Researchers at Carnegie Mellon University, in collaboration with the Pittsburgh Supercomputing Center (PSC), have developed a fine-tuning method called Self-Contrastive Fine-Tuning (SCoFT) to enhance AI image generation. This initiative aims to address the issues of cultural misrepresentation and offensiveness in AI-generated images, especially for cultures often overlooked in internet data.

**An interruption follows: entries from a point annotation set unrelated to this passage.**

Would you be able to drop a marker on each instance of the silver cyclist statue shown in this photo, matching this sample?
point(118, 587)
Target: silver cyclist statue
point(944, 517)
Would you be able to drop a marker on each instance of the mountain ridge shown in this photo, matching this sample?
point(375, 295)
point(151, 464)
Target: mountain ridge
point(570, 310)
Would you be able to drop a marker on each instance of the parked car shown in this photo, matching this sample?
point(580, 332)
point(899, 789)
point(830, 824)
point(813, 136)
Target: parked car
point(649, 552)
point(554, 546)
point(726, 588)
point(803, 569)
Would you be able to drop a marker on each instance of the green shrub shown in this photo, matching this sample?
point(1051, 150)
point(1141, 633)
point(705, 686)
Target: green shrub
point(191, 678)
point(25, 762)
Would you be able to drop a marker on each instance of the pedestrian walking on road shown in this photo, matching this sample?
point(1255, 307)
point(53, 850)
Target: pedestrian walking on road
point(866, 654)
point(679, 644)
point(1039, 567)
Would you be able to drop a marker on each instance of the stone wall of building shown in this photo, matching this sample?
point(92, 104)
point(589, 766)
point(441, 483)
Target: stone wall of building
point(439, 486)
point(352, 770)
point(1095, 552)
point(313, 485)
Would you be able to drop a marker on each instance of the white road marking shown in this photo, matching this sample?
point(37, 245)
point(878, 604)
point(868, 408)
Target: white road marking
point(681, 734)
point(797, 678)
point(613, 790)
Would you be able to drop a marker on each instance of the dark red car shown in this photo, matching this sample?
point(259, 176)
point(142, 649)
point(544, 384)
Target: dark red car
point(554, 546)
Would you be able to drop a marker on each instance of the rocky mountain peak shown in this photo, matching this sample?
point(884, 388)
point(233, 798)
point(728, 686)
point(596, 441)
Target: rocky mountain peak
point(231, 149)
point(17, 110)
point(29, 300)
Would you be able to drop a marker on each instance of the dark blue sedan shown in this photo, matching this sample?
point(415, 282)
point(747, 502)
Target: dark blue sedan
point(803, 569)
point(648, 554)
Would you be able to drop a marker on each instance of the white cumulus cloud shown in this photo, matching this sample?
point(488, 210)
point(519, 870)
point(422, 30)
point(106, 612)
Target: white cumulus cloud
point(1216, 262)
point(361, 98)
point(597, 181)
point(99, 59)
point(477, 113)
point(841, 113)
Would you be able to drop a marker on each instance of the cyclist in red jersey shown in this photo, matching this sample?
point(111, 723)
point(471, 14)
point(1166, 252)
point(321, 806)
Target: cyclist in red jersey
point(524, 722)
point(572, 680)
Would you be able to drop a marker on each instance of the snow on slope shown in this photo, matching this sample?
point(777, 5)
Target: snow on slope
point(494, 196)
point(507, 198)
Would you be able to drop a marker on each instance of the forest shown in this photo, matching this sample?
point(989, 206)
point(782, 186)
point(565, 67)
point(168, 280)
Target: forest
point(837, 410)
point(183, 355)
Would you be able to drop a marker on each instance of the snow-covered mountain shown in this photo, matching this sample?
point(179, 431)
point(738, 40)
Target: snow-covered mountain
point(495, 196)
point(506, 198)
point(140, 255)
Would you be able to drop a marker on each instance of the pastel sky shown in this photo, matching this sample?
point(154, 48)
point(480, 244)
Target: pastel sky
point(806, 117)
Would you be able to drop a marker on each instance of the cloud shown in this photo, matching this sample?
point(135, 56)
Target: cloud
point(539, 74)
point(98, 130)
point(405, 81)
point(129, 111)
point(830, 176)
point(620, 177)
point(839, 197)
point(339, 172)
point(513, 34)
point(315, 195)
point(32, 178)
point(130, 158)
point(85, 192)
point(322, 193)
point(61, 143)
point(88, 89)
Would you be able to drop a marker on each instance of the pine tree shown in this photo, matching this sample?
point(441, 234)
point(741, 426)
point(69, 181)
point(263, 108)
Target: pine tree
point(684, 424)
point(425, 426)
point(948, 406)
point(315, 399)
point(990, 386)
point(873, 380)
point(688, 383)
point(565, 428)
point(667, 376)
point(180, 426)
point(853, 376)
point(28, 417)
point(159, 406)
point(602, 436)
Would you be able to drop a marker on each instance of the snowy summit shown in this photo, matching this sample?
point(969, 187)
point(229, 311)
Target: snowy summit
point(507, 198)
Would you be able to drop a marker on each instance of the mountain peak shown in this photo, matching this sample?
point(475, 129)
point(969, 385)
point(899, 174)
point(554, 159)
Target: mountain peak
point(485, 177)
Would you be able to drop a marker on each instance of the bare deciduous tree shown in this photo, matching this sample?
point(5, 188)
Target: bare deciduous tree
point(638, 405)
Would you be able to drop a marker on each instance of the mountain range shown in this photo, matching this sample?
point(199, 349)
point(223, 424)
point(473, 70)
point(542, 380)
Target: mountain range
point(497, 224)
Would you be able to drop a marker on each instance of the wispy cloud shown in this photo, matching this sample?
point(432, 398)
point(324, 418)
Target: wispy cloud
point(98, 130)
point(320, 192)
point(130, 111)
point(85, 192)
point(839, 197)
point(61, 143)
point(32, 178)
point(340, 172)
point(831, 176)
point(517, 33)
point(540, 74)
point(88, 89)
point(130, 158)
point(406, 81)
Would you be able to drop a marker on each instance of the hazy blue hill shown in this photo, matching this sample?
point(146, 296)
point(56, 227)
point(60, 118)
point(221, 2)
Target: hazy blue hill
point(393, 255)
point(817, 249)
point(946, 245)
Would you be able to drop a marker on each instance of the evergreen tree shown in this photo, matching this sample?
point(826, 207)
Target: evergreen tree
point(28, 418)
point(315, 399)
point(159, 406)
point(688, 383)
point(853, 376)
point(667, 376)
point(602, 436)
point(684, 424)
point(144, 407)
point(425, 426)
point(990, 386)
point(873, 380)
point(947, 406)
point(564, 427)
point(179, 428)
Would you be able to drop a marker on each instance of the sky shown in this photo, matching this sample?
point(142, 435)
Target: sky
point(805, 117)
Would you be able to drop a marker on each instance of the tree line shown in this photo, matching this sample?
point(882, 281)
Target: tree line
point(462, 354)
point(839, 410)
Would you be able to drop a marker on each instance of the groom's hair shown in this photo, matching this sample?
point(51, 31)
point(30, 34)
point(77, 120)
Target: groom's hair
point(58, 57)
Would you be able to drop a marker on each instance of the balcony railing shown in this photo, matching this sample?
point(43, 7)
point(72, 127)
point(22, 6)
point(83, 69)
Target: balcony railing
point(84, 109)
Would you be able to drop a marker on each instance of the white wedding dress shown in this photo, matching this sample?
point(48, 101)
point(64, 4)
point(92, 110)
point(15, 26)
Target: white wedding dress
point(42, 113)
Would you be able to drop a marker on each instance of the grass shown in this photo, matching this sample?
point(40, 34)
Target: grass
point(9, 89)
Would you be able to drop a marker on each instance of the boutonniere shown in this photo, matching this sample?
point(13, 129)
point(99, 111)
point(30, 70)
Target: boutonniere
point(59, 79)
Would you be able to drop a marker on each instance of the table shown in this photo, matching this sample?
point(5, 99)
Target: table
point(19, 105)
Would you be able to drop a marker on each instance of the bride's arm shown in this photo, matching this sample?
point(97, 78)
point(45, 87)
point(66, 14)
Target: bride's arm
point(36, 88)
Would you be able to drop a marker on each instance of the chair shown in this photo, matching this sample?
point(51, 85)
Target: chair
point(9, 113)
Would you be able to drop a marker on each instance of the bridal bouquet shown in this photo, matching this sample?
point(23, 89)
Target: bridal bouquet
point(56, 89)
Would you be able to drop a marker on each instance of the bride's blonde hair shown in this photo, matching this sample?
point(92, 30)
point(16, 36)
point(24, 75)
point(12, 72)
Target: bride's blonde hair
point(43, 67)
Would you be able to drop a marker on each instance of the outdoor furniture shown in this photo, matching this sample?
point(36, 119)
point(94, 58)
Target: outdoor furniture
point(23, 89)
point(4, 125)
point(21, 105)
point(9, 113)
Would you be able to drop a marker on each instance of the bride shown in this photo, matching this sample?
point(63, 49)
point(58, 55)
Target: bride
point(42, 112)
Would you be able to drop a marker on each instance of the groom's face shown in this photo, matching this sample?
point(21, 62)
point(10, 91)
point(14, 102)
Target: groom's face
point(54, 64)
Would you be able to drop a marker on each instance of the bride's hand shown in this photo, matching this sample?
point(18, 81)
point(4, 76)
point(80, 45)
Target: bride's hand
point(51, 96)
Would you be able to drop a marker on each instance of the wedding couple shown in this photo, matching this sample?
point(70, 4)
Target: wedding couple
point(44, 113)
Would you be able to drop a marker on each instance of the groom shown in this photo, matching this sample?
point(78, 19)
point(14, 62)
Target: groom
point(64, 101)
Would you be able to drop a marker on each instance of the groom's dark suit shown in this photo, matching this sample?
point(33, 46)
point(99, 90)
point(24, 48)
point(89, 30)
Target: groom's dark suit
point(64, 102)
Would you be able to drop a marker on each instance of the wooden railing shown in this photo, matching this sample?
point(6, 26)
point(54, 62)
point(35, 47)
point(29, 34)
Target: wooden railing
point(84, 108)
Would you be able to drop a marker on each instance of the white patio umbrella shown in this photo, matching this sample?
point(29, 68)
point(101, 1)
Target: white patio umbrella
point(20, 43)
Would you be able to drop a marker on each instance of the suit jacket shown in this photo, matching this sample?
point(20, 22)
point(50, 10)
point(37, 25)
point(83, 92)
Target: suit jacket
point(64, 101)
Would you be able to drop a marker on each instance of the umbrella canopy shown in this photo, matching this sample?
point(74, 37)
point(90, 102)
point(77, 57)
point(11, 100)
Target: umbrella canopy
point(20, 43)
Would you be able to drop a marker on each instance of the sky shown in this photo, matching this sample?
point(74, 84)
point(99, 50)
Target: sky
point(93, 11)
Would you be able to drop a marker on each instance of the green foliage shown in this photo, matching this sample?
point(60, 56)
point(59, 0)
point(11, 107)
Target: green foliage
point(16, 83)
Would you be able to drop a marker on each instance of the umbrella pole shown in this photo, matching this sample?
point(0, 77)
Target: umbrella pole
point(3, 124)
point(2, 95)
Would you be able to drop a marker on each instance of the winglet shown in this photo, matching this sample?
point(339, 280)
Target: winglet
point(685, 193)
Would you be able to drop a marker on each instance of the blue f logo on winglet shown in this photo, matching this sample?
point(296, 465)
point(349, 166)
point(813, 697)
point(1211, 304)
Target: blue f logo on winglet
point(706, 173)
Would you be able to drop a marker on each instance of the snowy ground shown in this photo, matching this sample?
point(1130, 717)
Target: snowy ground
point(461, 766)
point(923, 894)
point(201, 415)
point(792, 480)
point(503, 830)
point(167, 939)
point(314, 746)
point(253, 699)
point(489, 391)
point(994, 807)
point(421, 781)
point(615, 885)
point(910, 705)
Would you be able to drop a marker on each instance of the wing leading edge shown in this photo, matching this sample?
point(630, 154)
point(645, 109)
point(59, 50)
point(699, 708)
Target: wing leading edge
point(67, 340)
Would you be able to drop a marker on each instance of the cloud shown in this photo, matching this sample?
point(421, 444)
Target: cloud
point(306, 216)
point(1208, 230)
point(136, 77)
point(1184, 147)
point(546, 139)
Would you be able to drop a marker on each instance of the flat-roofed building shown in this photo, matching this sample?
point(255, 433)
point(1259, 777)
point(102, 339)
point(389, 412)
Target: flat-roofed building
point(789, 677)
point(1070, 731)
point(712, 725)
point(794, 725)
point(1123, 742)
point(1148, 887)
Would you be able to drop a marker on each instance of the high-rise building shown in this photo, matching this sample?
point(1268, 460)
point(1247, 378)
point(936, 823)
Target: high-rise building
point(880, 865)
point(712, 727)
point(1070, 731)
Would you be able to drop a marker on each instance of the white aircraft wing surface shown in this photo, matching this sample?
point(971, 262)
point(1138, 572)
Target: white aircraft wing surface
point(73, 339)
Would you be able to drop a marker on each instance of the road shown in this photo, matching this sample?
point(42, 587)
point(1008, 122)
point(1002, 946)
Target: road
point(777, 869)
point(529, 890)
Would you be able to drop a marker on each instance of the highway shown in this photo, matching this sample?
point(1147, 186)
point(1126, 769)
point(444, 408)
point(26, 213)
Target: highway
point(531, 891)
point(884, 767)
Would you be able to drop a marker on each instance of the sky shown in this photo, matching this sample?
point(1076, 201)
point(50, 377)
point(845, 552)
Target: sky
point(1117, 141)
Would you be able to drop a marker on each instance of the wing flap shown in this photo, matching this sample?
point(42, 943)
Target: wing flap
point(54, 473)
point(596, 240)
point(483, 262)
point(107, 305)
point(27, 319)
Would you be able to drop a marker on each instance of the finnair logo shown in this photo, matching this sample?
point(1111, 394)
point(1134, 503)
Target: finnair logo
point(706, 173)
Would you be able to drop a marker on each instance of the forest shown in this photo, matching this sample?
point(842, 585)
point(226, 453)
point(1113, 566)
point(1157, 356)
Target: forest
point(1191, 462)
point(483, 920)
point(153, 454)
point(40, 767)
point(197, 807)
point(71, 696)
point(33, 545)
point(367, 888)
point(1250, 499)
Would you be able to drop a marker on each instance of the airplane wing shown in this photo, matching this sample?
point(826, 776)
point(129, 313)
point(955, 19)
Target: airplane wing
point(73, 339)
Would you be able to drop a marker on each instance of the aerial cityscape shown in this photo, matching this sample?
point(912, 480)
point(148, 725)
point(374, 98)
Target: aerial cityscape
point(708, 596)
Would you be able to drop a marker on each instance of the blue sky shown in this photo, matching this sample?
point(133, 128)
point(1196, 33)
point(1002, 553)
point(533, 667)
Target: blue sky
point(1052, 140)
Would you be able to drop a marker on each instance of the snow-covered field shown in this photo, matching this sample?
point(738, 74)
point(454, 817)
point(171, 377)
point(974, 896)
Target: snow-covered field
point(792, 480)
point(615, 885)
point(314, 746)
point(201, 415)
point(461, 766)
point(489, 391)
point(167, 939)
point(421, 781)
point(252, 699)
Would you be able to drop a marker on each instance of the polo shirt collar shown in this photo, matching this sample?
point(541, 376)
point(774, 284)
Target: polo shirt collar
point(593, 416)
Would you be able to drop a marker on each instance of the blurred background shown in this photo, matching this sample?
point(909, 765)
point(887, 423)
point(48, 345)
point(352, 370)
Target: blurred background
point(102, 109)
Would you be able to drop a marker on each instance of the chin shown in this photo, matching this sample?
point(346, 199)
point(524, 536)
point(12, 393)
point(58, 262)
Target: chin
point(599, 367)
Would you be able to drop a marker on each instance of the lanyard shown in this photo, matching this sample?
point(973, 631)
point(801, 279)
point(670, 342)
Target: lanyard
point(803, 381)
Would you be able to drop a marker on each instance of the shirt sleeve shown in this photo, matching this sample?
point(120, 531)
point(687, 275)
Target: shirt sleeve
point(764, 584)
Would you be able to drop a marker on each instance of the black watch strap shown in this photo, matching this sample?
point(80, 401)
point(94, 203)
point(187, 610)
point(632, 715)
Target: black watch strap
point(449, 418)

The Problem with AI Image Generators
AI image generators, like Stable Diffusion, often produce results that can be misleading, inappropriate, or culturally insensitive. This issue is particularly acute for underrepresented cultures, as the data these models are trained on predominantly comes from Western sources. For example, when tasked with generating an image of a street in Nigeria, the output may evoke negative stereotypes rather than a realistic depiction.
The SCoFT Approach
To combat this, the CMU team created the Cross-Cultural Understanding Benchmark (CCUB) dataset, which comprises curated text-to-image pairs from five different cultures. This dataset, despite its limited size, serves as a foundation for retraining the AI models to improve their accuracy and sensitivity towards cultural representation.
SCoFT operates by incorporating a combination of conventional fine-tuning techniques and a unique Self-Contrastive Perceptual Loss mechanism. This method allows the AI to evaluate and adjust its generated images in relation to both culturally relevant and non-fine-tuned examples, thus refining its outputs.
The Role of PSC's Bridges-2 Supercomputer
Utilizing PSC's Bridges-2 system was crucial for the project. The supercomputer's powerful GPUs facilitated parallel processing and efficient data handling, enabling the team to conduct multiple experiments and refine their models effectively. This capability was essential for training on a large scale and for the complex fine-tuning required by the SCoFT methodology.
Results and Future Directions
Initial findings indicate that SCoFT significantly enhances the perception of image quality among representatives from the cultures involved, improving how well the generated images matched text prompts, represented cultural contexts, and reduced offensiveness.
The team plans to present their findings at the 2024 IEEE/CVF Computer Vision and Pattern Recognition Conference in June. Future applications of SCoFT may extend beyond national cultures to include various communities, such as those represented by individuals with disabilities, enhancing the overall inclusivity of AI-generated content.